I'm looking to join two tables with Apache Sedona (formerly GeoSpark) and getting unexpected differences between two approaches. In particular ST_Distance seems to produce some strange results, and I can't figure out if it's an issue with Sedona or (more likely) something about the way I'm using the function.
I'm trying to join where the objects are less than 5m apart from each other.
Approach one (using a buffer alongside intersects)
SELECT
MAX(ST_Distance(left.geometry, right.geometry)
FROM
left
INNER JOIN
right
ON ST_INTERSECTS(left.geometry, ST_BUFFER(right.geometry, 5))
This produces an expected result (i.e. the biggest distance between any of these objects is about 5)

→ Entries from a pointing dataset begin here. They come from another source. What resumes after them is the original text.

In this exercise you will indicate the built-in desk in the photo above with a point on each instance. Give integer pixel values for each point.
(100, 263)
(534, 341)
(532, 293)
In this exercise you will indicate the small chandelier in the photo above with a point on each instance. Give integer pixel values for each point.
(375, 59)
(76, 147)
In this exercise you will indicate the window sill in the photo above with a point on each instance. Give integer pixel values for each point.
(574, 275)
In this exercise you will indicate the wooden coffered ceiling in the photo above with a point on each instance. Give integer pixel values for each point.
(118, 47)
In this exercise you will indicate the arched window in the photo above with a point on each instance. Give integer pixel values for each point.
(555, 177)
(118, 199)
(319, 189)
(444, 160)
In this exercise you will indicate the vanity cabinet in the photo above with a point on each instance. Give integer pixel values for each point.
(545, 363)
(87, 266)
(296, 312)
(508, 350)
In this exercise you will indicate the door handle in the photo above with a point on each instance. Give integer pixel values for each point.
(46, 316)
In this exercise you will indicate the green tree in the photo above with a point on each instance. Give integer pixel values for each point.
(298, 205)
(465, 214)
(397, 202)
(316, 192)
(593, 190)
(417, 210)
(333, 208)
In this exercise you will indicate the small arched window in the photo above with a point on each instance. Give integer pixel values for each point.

Approach two (using an evaluation of distance)
SELECT
MAX(ST_Distance(left.geometry, right.geometry)
FROM
left
INNER JOIN
right
ON ST_DISTANCE(left.geometry, right.geometry) < 5
This returns a big number of about 400 which seems wrong.
To me, it seems like the results of the two queries should be more or less identical, especially as the latter looks like the Apache Documentation recommends it.
Is there a reason why these two queries should evaluate differently? What have I missed about the nature of these functions, or is this really a problem with Sedona?